SHANGHAI, Jan. 30 (SMM) – The Ministry of Industry & Information Technology (MIIT) issued January 28 the Entrance Requirement for Aluminum Industry 2012 (Draft for Soliciting Opinions). SMM notes this move suggests that the Chinese government has relaxed some in its control on new aluminum projects. Prohibition of all new aluminum projects will come to an end. Instead, some requirement will be set for approval of new aluminum projects.
The Entrance Requirement for Aluminum Industry 2007 stipulates that only aluminum projects that meet environmental protection and/or eliminate outdated capacity can be approved, while the 2012 draft sets that new aluminum projects must be in the form of coal (water)-electricity-aluminum integration or aluminum-electricity integration.
Only aluminum projects that meet related requirement could be approved starting in 2007. However, nine departments of the State Council called for an immediate stop to all aluminum projects in 2011. This was followed by the issuance of the Entrance Requirement for Aluminum Industry 2012 (Draft for Soliciting Opinions) by the MIIT this year. Aluminum capacity has been soaring despite control efforts. Relaxation of control on the parts of related departments is deemed as rational.

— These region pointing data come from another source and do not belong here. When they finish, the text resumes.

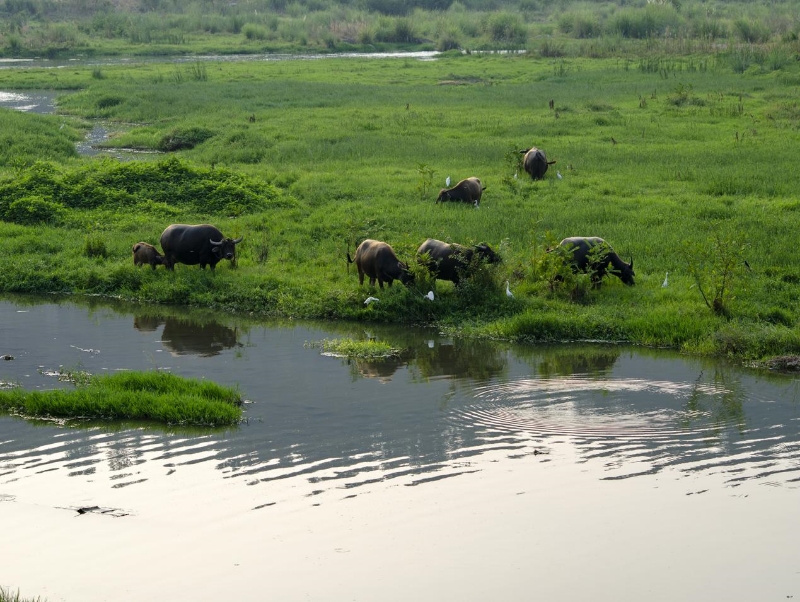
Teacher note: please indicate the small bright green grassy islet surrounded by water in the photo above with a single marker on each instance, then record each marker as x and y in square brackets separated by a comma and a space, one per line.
[157, 396]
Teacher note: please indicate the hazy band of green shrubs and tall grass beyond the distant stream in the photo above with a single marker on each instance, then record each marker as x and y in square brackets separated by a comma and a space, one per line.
[54, 27]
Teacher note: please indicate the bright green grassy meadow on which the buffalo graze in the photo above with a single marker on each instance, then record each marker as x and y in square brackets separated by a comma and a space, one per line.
[684, 163]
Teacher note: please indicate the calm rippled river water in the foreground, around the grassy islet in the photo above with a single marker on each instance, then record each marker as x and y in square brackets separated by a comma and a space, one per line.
[459, 470]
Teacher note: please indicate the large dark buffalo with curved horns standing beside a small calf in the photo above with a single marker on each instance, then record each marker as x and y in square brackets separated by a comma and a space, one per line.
[202, 244]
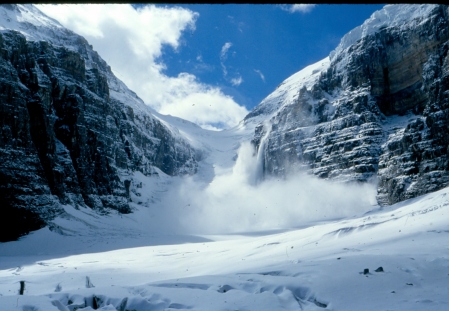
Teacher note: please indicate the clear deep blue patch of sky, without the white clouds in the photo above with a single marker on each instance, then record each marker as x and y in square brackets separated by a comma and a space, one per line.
[267, 44]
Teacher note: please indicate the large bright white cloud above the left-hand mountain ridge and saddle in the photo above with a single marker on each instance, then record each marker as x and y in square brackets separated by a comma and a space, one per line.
[131, 42]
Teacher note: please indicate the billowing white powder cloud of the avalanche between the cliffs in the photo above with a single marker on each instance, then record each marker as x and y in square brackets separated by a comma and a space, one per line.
[236, 200]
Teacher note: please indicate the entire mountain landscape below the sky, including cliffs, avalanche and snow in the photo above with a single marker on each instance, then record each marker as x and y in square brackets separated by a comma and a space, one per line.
[142, 211]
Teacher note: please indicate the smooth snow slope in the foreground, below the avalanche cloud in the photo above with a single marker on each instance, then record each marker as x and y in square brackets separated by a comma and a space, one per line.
[313, 268]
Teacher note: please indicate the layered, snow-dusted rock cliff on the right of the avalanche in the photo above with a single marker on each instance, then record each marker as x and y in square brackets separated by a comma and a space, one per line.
[378, 108]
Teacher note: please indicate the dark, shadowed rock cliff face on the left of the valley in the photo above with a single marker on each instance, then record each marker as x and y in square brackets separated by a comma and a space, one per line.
[72, 133]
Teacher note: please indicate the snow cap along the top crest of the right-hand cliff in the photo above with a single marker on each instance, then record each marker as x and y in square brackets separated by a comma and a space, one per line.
[392, 15]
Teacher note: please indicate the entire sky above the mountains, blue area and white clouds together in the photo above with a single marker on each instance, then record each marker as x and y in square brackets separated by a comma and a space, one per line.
[209, 64]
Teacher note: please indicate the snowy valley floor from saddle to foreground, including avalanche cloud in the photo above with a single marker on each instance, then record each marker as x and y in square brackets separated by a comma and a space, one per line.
[309, 252]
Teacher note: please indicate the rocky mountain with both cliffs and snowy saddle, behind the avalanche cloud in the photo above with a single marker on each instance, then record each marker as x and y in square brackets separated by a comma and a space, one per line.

Nine departments of the State Council including the MIIT issued an emergency notice back in April 2011 to call off all aluminum projects under planning. No new expansion aluminum projects will be approved. Nevertheless, some local governments remained aggressive in aluminum project construction by offering preferential policies to attract investments.
Roughly 3.65 million mt/yr in aluminum capacity was built in 2012, mostly in west China. Most of these projects were in the form of coal (water)-electricity-aluminum integration or aluminum-electricity integration. The modified entrance requirement may compound aluminum overcapacity in the short term, but this will accelerate layout and adjustment of the industry as well.